Il est souvent plus simple d’identifier les jeux psychologiques dans nos interactions avec les autres que de percevoir ceux qui se jouent à l’intérieur de nous. Pourtant, ce sont souvent nos pensées, nos croyances et nos réactions émotionnelles qui freinent le plus notre épanouissement.
Plongeons dans cet espace intime où se rejouent des scénarios invisibles : ces jeux psychologiques intérieurs qui nourrissent le doute, la culpabilité, la comparaison… et finissent par nous saboter.
Ces mécanismes invisibles qui nous piègent
Les jeux psychologiques ne se limitent pas aux relations avec les autres. Ils sont aussi à l’œuvre dans notre dialogue intérieur. Une remarque anodine, un regard, un silence... et voilà qu’un mécanisme inconscient s’active. Un souvenir douloureux, une peur ancienne, une croyance limitante refait surface.
Combien de fois t’es-tu surpris à ruminer une situation, à te juger sévèrement ou à te comparer jusqu’à douter de ta légitimité ? Ces moments-là ne sont pas de simples "passages à vide" : ils sont souvent le signe que tu es pris dans un jeu intérieur d’auto-sabotage.

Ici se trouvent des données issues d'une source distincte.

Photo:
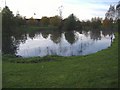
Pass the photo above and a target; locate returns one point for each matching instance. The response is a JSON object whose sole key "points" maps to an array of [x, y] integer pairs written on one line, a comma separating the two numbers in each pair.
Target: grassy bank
{"points": [[95, 70]]}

La dévalorisation : un piège courant
L’un des jeux intérieurs les plus fréquents est celui de la dévalorisation. Ce discours intérieur qui répète, presque en boucle, que tu n’es pas assez bien, pas assez compétent, pas aussi légitime que les autres.
Imagine arriver dans un séminaire, motivé, confiant. Tu observes les autres intervenants, et peu à peu, ton regard change : tu les trouves brillants, impressionnants. Et sans t’en rendre compte, tu doutes. Tu te sens petit, illégitime. Quand vient ton tour de t’exprimer, ta voix tremble, ton énergie s’éteint. Ce n’est pas la réalité qui a changé : c’est ton dialogue intérieur qui a pris le contrôle.
La culpabilité et la comparaison : deux formes d’auto-sabotage sournoises
Autre jeu intérieur courant : la culpabilité. Elle ne fait pas avancer. Elle fige. Elle tourne en boucle, te fait porter des responsabilités qui ne sont pas toujours les tiennes, et alimente un malaise diffus. Contrairement à la responsabilité, qui permet l’action, la culpabilité isole et t’empêche de bouger.
Puis vient la comparaison, ce mécanisme sournois qui te place toujours en dessous des autres. Tu regardes autour de toi et tu te racontes une histoire : "Ils sont plus doués, plus confiants, plus avancés." Mais tu oublies une chose essentielle : tu ne vois que ce que l’autre choisit de montrer. Et pendant ce temps, tu t’éloignes de toi.
Sortir de l’auto-sabotage : un chemin de conscience
La première étape pour se libérer de l’auto-sabotage, c’est d’en prendre conscience. Tant que tu ne vois pas le schéma, il continue de te piloter. Observer tes pensées, tes réactions, identifier les moments où tu te juges ou te limites… c’est commencer à reprendre le pouvoir.
Il s’agit ensuite de questionner ces pensées. Sont-elles vraiment fondées ? Est-ce la réalité ou le filtre de mes peurs ? En modifiant progressivement ton dialogue intérieur, tu transformes ta manière de vivre.
Cela peut être aussi simple que de passer de "Je ne suis pas à la hauteur" à "Je suis en train d’apprendre, et chaque expérience me fait grandir." Ou encore de remplacer "Je n’y arriverai jamais" par "Je progresse à mon rythme, un pas après l’autre."
Reprendre son pouvoir intérieur
Les jeux psychologiques intérieurs ne disparaissent pas du jour au lendemain. Mais en les reconnaissant, en mettant de la lumière sur eux, tu peux peu à peu t’en détacher.
La clé, ce n’est pas de se battre contre soi, mais d’apprendre à se parler avec plus de douceur, plus de justesse. C’est cesser de se laisser guider par la peur ou la comparaison, et choisir de nourrir ce qui te fait avancer.
Car la personne qui a le plus d’influence sur ton bien-être… c’est toi.